ResponderEliminarHablar con alguien, conocerle, saber de sus circunstancias y sus miedos genera, efectivamente, empatía -salvo excepciones hijoputescas-. Yo creo que si no hablamos es porque no sabríamos qué hacer con esa empatía generada, y al final se nos iría la fuerza por la boca.
Qué rumiable el post de hoy... es más fácil rumiarlo que contárselo a alguien (lo he intentado pero no digo nada... personalismo, perspectivismo... ismo).
ResponderEliminarPero es que yo también llevo un día como pa contar...

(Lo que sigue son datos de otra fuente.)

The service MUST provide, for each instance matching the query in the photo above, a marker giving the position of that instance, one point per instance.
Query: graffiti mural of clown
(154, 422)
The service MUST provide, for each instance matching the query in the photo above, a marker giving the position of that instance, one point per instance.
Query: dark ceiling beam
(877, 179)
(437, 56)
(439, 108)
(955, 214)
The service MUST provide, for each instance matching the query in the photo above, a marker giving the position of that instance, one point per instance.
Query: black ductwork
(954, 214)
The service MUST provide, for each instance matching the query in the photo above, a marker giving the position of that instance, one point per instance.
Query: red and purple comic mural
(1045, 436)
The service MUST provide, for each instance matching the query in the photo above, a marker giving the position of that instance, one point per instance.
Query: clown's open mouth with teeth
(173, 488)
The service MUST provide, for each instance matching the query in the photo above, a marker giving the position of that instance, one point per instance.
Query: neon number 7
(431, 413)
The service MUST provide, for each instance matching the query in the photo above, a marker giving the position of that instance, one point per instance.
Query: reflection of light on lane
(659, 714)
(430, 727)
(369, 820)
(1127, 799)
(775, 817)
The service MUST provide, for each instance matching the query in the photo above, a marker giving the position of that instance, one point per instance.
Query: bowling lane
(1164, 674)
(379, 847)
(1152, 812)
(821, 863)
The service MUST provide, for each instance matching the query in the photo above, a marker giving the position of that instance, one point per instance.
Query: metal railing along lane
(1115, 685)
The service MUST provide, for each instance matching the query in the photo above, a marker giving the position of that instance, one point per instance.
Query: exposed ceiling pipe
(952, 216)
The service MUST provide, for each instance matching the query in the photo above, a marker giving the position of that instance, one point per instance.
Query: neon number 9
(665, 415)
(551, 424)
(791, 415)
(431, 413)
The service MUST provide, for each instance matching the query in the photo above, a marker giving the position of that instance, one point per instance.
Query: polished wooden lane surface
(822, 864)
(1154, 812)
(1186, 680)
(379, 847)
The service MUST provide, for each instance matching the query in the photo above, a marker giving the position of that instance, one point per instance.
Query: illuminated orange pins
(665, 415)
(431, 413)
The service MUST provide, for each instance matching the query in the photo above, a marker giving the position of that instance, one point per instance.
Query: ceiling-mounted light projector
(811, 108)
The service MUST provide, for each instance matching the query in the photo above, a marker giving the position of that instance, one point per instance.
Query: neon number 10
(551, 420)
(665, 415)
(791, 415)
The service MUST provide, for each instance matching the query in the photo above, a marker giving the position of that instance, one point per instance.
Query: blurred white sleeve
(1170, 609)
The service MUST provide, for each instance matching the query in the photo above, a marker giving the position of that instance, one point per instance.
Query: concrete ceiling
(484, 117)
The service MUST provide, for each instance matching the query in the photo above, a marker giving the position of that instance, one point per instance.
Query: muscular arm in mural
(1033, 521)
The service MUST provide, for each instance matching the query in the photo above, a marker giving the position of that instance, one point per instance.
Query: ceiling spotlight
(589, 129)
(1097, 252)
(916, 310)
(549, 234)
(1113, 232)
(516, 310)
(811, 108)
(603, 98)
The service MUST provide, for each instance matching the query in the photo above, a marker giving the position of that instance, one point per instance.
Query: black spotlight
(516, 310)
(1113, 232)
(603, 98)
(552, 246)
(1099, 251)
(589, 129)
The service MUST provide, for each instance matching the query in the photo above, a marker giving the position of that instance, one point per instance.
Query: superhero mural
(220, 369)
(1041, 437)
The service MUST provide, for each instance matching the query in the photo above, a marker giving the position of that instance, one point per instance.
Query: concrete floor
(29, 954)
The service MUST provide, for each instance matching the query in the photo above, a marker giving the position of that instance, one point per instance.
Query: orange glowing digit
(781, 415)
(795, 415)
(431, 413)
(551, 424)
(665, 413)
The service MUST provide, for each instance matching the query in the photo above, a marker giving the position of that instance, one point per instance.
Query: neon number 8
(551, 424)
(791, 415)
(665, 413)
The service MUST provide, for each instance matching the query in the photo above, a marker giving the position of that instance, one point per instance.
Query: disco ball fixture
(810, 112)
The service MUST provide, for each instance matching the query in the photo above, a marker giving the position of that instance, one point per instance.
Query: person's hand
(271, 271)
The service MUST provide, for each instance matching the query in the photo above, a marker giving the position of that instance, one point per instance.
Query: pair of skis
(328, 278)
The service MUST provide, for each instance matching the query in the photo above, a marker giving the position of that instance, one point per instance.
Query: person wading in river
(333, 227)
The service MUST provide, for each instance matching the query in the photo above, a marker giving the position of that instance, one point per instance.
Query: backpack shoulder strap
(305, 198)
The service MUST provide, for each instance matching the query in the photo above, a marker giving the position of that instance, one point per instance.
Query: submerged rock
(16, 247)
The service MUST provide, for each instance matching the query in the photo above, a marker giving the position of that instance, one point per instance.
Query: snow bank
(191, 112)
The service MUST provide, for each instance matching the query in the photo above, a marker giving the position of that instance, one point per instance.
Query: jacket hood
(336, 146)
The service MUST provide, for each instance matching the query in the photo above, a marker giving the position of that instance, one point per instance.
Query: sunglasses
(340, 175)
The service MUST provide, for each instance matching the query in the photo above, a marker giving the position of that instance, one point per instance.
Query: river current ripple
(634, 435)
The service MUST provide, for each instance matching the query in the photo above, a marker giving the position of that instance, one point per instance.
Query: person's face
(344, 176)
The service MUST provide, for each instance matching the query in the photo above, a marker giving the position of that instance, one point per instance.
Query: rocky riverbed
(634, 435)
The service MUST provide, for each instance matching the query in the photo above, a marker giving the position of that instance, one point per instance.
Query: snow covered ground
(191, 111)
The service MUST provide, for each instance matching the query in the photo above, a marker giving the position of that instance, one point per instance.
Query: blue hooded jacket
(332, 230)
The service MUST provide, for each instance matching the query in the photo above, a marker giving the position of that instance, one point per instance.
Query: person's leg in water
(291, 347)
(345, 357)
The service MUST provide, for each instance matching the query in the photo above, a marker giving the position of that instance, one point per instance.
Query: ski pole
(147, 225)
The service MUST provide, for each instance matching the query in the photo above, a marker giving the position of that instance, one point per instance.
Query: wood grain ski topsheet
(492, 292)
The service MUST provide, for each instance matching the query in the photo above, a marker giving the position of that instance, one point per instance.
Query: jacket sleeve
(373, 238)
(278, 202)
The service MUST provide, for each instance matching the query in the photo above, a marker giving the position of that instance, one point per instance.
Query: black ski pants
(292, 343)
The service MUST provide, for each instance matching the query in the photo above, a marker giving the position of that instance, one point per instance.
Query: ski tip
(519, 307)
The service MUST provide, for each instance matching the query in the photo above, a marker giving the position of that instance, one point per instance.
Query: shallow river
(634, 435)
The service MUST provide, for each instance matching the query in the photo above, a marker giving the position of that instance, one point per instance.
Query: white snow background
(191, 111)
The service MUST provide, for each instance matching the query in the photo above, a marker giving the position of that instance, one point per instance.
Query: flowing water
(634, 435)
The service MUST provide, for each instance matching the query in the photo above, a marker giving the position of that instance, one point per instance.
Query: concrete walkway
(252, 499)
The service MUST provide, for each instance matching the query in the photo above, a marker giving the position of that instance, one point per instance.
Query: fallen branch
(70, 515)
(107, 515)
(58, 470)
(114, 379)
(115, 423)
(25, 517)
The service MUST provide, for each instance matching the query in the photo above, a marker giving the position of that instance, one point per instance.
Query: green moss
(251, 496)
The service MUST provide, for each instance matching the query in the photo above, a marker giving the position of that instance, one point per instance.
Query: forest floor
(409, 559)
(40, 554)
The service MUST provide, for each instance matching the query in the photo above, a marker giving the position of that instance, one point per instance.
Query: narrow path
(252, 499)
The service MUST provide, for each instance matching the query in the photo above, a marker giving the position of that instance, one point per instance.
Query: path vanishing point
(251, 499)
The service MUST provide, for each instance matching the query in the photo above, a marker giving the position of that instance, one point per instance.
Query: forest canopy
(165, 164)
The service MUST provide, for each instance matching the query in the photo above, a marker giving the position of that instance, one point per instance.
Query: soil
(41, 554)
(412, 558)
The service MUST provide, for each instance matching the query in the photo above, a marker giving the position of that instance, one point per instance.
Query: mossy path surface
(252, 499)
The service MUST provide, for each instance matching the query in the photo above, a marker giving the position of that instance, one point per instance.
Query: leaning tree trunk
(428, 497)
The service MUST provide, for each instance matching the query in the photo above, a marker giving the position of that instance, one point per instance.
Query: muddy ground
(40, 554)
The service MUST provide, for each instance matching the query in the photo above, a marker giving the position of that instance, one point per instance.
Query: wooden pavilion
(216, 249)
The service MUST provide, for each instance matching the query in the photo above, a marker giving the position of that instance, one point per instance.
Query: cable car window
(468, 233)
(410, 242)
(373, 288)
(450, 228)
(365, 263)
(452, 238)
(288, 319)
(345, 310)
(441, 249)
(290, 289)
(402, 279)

Usuario anónimo, que le apetezca hablar y conocer a ecuatorianas, negras o rusas está perfecto -al parecer, ya lo hace a menudo, según nos cuenta tantas veces en este blog-, pero de ahí a que tenga -nos tenga- a las españolas más vistas que el tbo...va a un trecho. ¡No sea creído ni vacilón, por favor....¡¡¡ Un respeto...
ResponderEliminarSiempre me pasa lo mismo, falta de tiempo y mala sintaxis me fuerzan al final a hechar más tiempo explicándome ¿por qué no seré como Tumbaíto que en seis líneas te hace un siete?
ResponderEliminarNo es creimiento, ni vacile, pero ahora que tengo la oportunidad de conocer a mogollón de chicas extranjeras paso de la nativa. Con más vistas que el tbo quiero decir : ¿qué me aporta lo de siempre, lo ya visto?, nada, el mismo rollo. Molan mucho las extranjeras, me encantan.
Es una opción personal ; al que le gusten las españolas , a por ellas, faltaría más. Lo cual no quita para que uno tenga sus amistades femeninas españolas y mis camaradas. Pero mejor que hablarlas prefiero que ellas me hablen de sus países y tal,y si puedo comerle las tetas mientras me cuenta, pues chachi. Tengo la lujuria metida en el cuerpo y la mujer española no me sacia. Es algo personal mío, otros hombres no cambian a una española por nada del mundo.
Cuestión opinable como Vd comprenderá. Eso sí, respeto todo el del mundo, en mi familia hay tantas mujeres como hombres y me merecen un respeto cercano a la admiración.
PD:"Di con una boda que viejas familias habían urdido:
ResponderEliminarBelén, el novio; Babilonia, la novia.
La gran Babilonia estaba desnuda. Oh, ella de pié allí temblando por mí y Belén nos inflamaba a ambos como un tímido en alguna orgía
y cuando caímos juntos toda nuestra carne era como una vela de barco pero yo tuve que hacerme a un lado para ver a la serpiente que se comía la cola.